Calf Raises 2 sets of 30
Tippy Toe stand-ups 3 minutes
Calf Walk 3 sets (back and forth)


Bicep Push 3 sets 15
Squats 3 sets 15
Squat Walk 3 sets (back and forth)

Unfortunately I had a much longer and detailed answer to your question, however, my computer shut down and erased a great deal of work, thank goodness for the computer age, lol. I will in the near future do an article on plyometric training, but for now let me try to help you with your specific questions.

The first thing you must do is determine what your goal is with utilizing plyometric training? Plyometrics do not make you shorter, but do place the body and the central nervous system under considerable amounts of stress and can take a great deal of time to recover. So, performing plyometrics frequently would definately set one up for injury, impede progress and actually set one up for the many problems associated with overtraining.

The exercises in your program that can be classified as plyometric are squat jumps, calf jumps, box jumps and jumping in place. Now, the last three exercises are more of supplementary or initial phases of sub-maximal plyometric training. These are not considered true plyometrics as they do not involve explosive rebounds and their coupling time (time from eccentric contraction to concentric) is too long. Typical plyometric training exercises involve a coupling time no longer than .15 -.2 seconds. So, these exercises can be done with a greater level of frequency.
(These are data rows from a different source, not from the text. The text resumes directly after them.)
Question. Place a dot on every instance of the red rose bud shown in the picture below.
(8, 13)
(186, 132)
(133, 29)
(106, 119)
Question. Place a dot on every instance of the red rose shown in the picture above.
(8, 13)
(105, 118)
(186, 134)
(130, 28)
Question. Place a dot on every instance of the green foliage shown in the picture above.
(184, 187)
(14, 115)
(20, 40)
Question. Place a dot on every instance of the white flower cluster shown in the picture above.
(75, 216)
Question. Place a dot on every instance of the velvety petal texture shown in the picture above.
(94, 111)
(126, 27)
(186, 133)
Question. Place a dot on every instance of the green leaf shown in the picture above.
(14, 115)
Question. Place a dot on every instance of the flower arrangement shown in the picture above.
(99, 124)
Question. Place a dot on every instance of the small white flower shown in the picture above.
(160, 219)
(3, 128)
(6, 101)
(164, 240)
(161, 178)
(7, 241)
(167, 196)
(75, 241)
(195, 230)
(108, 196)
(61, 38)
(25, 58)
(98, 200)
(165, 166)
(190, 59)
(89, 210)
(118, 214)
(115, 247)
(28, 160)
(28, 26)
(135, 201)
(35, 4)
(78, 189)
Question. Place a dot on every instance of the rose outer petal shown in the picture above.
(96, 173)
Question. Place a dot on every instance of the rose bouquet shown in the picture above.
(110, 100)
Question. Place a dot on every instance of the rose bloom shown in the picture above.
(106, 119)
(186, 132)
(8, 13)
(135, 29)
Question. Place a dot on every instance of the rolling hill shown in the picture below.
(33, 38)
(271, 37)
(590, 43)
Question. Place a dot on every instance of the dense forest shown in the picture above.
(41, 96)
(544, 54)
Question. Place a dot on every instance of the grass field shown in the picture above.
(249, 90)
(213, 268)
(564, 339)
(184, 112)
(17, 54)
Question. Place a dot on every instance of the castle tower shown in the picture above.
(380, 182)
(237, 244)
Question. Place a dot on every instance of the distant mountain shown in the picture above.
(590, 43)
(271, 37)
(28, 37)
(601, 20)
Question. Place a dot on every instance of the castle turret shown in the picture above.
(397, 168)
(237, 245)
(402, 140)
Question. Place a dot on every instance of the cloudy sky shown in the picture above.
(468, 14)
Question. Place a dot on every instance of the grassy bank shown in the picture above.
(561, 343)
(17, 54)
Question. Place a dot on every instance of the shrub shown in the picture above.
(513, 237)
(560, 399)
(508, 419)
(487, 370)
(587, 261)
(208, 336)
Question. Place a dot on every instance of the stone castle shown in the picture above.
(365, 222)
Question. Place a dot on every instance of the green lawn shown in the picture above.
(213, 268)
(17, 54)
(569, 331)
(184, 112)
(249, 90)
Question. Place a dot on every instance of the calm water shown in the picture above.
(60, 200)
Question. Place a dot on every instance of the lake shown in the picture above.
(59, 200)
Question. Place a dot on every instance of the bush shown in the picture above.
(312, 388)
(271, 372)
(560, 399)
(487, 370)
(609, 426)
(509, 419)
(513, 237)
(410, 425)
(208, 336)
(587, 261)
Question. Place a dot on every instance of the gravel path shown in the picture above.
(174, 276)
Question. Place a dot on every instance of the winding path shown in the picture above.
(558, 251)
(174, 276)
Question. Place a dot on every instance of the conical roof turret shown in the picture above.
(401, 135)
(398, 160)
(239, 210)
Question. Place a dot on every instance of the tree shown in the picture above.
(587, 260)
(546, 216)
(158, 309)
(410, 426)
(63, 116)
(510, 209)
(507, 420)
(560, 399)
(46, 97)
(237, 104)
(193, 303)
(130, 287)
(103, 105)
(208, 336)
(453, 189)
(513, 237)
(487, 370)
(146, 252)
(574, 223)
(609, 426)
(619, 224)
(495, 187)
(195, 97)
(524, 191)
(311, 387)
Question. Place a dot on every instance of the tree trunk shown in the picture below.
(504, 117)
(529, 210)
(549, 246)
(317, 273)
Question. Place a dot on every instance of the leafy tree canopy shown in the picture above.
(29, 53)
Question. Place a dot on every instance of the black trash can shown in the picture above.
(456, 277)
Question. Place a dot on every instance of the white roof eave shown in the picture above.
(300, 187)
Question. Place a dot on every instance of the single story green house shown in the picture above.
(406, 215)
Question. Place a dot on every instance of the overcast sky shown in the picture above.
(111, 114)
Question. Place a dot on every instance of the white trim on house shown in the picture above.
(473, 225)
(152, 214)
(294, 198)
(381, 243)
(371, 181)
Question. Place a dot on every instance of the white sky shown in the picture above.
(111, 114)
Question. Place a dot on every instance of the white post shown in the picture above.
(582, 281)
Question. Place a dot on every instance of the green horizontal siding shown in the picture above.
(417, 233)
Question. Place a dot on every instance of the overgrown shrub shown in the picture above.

Squat jumps should always be placed first in the workout and I would not perform them more than once a week. The repetitions should remain relatively low because quality of the jumps is far more important than quantity. In addition, make sure the load does not exceed 30% of your squat maximum as the coupling time and jump heights will be compromised.

The other obvious questions that arise are why are you training your legs 5 days a week? What is the overall goal of this particular program? If you are participating in a sport, are you doing this off-season or in-season? Do you have a lot of sport practice that requires high volumes of running and jumping? All these questions should be answered so we can determine if you need plyometric training, how much and how often. Usually the average athlete will partake in only 2-3 sets of 5-8 reps of sub-maximal exercises once or twice a week.